For many young boys, trading basketball cards was a rite of passage. Whether it was swapping a 1992-93 Shaquille O’Neal Fleer Ultra rookie card for a Michael Jordan in the same set, or a 1972-73 Topps rookie card of Julius Erving for that year’s Kareem Abdul-Jabbar, many a kid has celebrated his trade coups, while just as many others have kicked themselves in defeat.
Even though the NBA didn’t take shape until 1948, basketball cards actually date to 1910 and the Egyptiene Cigarette’s College Athletes Felts B-33 series. Basketball cards were printed for one more year after that, but basketball players would not appear on a card again until 1932, when C.A. Briggs Chocolate published a 31-card set. Each card in that set featured an illustration of a player from a popular sport, including basketball.

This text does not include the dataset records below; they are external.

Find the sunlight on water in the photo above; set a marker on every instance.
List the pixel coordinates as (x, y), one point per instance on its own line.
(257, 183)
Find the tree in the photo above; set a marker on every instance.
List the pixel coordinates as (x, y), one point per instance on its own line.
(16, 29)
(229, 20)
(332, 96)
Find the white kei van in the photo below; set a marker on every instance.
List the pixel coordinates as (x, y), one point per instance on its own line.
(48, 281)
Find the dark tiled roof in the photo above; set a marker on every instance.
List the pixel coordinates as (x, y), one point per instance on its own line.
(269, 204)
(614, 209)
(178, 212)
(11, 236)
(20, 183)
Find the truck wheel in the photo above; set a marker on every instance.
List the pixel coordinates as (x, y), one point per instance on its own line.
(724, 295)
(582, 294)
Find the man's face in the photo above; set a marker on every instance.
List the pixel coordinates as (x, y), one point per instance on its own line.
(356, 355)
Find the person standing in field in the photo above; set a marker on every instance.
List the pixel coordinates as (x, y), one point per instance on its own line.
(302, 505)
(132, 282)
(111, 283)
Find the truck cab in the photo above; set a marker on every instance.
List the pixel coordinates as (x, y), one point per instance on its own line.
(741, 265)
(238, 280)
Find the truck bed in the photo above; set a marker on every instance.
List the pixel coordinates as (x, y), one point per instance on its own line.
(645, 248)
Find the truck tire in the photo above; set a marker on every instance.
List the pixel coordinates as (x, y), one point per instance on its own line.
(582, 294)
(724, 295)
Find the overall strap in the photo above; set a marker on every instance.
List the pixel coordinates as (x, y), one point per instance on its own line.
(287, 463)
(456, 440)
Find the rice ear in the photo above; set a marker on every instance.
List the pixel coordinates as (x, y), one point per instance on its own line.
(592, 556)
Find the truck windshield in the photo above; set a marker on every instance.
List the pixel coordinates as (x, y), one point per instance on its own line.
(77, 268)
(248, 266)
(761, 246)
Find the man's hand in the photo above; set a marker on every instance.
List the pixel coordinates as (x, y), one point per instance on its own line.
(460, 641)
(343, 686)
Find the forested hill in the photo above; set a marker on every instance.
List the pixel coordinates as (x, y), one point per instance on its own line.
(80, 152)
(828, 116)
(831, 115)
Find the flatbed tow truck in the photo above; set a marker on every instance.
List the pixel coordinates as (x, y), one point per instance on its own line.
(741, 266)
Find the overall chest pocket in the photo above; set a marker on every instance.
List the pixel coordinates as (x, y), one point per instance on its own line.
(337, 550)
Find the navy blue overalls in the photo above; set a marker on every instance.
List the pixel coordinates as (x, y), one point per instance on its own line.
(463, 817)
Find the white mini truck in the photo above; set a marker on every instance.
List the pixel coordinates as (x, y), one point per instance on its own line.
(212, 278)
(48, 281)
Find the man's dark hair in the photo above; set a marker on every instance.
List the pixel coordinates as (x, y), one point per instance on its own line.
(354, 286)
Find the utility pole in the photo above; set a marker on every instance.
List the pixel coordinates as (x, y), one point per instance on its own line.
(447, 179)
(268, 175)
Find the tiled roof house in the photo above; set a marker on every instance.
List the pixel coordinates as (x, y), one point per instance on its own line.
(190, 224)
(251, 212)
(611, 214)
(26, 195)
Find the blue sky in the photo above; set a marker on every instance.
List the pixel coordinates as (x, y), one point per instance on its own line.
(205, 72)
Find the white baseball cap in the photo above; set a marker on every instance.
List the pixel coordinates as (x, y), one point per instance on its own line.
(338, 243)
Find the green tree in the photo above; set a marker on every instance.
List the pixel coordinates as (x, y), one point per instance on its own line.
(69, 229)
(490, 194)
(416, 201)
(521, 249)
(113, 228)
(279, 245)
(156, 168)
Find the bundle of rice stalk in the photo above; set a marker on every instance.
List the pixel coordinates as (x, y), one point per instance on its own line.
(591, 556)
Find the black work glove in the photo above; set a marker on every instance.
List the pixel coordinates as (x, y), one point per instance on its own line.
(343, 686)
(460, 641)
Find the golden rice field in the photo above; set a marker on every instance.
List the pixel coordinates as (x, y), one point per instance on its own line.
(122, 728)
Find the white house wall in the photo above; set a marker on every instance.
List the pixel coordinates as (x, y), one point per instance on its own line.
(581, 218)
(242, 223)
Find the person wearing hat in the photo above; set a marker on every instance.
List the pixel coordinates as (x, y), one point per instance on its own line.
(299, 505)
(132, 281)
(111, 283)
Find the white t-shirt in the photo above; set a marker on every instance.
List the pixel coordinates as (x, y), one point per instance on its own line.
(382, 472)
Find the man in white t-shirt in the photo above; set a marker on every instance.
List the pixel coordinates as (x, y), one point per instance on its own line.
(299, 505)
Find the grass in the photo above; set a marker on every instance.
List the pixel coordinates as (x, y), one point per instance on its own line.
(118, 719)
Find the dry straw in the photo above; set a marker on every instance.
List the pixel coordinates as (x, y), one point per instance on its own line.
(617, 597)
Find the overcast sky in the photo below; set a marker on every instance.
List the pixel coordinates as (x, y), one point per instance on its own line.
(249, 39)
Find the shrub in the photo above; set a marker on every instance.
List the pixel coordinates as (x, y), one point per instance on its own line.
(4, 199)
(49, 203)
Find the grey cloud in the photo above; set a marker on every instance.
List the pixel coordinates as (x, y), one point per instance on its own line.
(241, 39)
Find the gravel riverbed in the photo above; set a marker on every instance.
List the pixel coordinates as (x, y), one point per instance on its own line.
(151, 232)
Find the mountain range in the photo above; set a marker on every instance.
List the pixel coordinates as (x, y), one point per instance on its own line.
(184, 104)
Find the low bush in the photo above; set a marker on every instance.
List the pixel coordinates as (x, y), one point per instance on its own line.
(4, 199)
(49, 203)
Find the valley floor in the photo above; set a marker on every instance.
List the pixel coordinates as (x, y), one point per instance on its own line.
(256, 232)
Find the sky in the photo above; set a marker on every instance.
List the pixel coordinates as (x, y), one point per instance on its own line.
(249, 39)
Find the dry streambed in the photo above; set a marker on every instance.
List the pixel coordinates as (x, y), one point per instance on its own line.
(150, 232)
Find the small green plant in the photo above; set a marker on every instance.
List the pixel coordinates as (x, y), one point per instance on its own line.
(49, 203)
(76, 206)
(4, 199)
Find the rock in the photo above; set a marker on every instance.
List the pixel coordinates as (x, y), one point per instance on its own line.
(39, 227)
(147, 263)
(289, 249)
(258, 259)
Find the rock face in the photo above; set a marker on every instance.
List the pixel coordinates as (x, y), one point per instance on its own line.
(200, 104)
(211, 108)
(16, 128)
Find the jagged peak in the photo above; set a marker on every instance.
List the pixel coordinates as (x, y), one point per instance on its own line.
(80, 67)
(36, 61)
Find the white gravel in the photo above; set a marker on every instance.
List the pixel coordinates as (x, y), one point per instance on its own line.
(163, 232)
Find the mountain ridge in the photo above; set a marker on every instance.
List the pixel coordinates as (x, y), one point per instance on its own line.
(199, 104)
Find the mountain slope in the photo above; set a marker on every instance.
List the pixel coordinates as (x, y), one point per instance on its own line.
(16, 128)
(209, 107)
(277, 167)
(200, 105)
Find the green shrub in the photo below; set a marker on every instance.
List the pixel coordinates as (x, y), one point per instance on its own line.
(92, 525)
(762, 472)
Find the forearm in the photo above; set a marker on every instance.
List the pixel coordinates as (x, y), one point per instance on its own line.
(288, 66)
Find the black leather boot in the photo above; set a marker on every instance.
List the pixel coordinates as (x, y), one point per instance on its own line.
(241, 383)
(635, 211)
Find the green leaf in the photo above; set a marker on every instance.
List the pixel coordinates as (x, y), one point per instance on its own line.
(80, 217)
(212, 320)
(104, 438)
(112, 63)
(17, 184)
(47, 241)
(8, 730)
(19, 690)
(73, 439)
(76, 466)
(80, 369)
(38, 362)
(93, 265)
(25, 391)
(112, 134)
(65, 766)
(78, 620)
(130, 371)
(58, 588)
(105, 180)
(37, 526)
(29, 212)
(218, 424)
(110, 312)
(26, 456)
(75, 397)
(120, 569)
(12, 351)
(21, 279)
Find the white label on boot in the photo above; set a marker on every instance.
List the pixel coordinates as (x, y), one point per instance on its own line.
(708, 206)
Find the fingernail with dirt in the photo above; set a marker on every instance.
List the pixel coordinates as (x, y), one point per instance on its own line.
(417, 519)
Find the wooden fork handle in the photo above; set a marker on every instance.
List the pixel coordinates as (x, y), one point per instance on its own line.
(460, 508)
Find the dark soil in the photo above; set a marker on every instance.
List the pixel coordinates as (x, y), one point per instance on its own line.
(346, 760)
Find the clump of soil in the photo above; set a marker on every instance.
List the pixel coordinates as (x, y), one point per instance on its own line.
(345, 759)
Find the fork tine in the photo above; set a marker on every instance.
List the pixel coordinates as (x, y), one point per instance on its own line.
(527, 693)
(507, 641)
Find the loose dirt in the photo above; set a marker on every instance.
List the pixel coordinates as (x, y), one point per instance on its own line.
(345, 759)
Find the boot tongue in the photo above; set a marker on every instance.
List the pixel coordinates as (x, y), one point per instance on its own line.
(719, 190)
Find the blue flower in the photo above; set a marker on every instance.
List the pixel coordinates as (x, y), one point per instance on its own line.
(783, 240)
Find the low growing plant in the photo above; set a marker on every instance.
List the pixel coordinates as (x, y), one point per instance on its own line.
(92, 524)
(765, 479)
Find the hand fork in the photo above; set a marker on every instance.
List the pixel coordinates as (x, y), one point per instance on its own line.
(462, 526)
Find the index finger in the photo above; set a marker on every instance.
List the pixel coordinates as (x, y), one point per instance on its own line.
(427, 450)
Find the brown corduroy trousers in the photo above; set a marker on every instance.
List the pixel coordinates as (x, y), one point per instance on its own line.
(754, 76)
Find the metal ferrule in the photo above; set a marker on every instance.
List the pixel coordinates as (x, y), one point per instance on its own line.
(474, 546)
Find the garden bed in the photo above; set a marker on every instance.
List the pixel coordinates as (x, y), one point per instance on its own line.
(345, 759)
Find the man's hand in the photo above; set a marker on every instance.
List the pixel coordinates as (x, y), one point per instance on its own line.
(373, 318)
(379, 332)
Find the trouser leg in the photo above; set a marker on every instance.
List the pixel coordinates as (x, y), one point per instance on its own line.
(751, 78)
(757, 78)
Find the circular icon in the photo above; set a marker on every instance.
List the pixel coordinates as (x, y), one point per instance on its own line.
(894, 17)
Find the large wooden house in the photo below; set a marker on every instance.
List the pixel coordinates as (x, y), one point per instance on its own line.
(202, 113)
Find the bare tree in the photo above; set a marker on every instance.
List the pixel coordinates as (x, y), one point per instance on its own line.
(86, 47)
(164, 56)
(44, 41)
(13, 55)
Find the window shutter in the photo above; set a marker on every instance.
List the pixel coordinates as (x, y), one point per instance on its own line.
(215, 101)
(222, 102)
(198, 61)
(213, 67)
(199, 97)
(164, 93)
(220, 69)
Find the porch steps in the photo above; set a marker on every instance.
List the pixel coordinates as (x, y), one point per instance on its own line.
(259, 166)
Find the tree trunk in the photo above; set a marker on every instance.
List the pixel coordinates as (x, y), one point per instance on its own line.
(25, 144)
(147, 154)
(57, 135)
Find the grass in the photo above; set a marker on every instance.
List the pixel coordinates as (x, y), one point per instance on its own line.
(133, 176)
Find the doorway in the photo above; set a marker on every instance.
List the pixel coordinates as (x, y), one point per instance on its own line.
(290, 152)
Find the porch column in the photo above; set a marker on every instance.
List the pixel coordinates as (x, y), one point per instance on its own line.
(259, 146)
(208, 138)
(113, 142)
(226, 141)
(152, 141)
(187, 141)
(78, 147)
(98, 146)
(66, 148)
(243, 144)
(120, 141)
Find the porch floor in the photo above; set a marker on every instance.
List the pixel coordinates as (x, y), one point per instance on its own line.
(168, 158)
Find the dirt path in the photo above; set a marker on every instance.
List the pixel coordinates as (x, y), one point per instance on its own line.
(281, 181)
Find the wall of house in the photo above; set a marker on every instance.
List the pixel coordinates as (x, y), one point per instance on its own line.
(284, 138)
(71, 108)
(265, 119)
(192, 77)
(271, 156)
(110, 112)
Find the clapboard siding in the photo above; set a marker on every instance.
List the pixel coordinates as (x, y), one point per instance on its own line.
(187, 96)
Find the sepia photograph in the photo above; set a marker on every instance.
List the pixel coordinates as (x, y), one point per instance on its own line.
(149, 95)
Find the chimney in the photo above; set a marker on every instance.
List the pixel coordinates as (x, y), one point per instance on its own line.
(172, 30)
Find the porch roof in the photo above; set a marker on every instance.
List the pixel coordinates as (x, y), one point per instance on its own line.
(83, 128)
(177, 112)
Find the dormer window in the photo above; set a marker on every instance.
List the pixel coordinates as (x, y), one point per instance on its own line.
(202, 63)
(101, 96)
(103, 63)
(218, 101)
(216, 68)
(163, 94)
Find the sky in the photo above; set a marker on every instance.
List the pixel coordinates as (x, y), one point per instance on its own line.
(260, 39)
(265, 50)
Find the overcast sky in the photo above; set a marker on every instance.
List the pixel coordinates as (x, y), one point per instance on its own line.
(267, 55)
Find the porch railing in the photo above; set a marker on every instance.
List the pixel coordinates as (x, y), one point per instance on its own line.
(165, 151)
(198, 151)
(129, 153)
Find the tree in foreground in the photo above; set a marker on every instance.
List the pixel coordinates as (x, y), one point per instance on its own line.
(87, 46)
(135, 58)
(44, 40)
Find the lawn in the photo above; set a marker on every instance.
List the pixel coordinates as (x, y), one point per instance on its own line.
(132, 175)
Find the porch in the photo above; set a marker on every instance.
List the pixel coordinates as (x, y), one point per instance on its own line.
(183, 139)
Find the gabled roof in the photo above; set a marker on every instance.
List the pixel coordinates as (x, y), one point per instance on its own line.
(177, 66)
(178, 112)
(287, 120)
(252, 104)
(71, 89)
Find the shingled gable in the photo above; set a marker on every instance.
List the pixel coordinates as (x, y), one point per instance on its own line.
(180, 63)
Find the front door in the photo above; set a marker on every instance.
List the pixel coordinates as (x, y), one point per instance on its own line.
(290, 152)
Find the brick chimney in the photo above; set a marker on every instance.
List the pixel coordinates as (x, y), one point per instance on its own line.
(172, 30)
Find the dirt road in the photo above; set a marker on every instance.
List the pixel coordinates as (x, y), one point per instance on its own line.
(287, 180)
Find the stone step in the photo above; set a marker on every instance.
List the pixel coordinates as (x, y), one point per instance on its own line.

Bowman first printed basketball cards in 1948 with players from the Basketball Association of America, while Topps didn’t dip into the market until 1957. In fact, Topps has had an on-again, off-again relationship with basketball cards, stopping and starting over the years. Unfortunately for Topps, the company missed out on the chance to publish a Michael Jordan rookie card. Instead, Fleer printed the most coveted card in the hobby—the ‘86-‘87 Jordan, which shows the NBA’s greatest player skying over opponents en route to the hoop.